Un Art Bourgeois et Protestant
La Hollande est devenue une république dirigée par une société bourgeoise d'artisans et de commerçants. La clientèle des artistes est très différente de celle des autres pays et il n'est pas surprenant de voir apparaître de nouveaux thèmes : des scènes de genre dominées par des peintures réalistes à petite échelle pour décorer les maisons de la bourgeoisie, ou de plus grands formats pour la décoration des sièges des corporations. On y trouve ainsi :
- Des portraits individuels sobres ;
- Des portraits de groupe au ton dramatique ;
- Des scènes d'intérieur et domestiques montrant la décoration des riches bourgeois ;
- Des paysages et des scènes de la vie rurale ;
- Des natures mortes recréant fidèlement les objets du quotidien.

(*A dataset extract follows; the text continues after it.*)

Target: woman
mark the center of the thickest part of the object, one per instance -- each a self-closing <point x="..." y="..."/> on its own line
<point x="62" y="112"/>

La Vie et l'Œuvre de Rembrandt van Rijn
Avec Rembrandt, la peinture hollandaise atteint son apogée. Contrairement à Rubens, c'est un homme sédentaire, consacré à son travail de peintre. À Amsterdam, il épouse Saskia, issue d'une famille de la petite noblesse locale, avec qui il a un fils. La mort de Saskia et l'apparition dans sa vie d'une autre femme d'origine modeste, engagée pour prendre soin de son enfant et avec qui il commença une relation sans pouvoir se marier (sous peine de perdre la succession de sa femme), augmentèrent le rejet d'une société puritaine. Ce rejet causa la ruine de son commerce.
Ces dernières années, la mort de sa compagne et de son fils a accru sa solitude, sa pauvreté extrême et la maladie. C'est dans ces années sombres que sa réflexion sur le vieillissement et le destin de l'homme atteint sa plus grande profondeur, produisant ses œuvres aux profils les plus personnels.
Le Style de Rembrandt : Lumière, Couleur et Humanité
L'héritage artistique de Rembrandt étonne par son abondance, incluant plus de 60 autoportraits. Le portrait est son genre de prédilection, représentant constamment ses proches. Cependant, ses œuvres les plus ambitieuses sont les portraits de groupe (La Leçon d'anatomie, La Ronde de nuit). Dans les paysages, il préférait l'automne et l'hiver, distillant une douce tristesse. Ses gravures font de lui l'un des plus grands artistes du genre.
Rembrandt est l'un des plus grands maîtres de la couleur et de la lumière, utilisant un pinceau libre et un empâtement large et épais. La couleur est appliquée en plaques épaisses jusqu'à former une croûte poreuse. Ses thèmes de prédilection incluent :
- La nuit et l'obscurité avec des effets de lumière réfléchie sur les figures ;
- La vieillesse, permettant d'attirer l'attention sur la pauvreté humaine et l'expérience ;
- Les émotions, la tristesse et le malheur exprimés dans ses derniers autoportraits.
Le regard est essentiel : c'est une peinture des yeux, fixant l'auditoire. Plus que des visages, il peint des âmes. Contre le culte de la richesse de Rubens, il préfère se plonger dans l'humanité impuissante du vieil âge.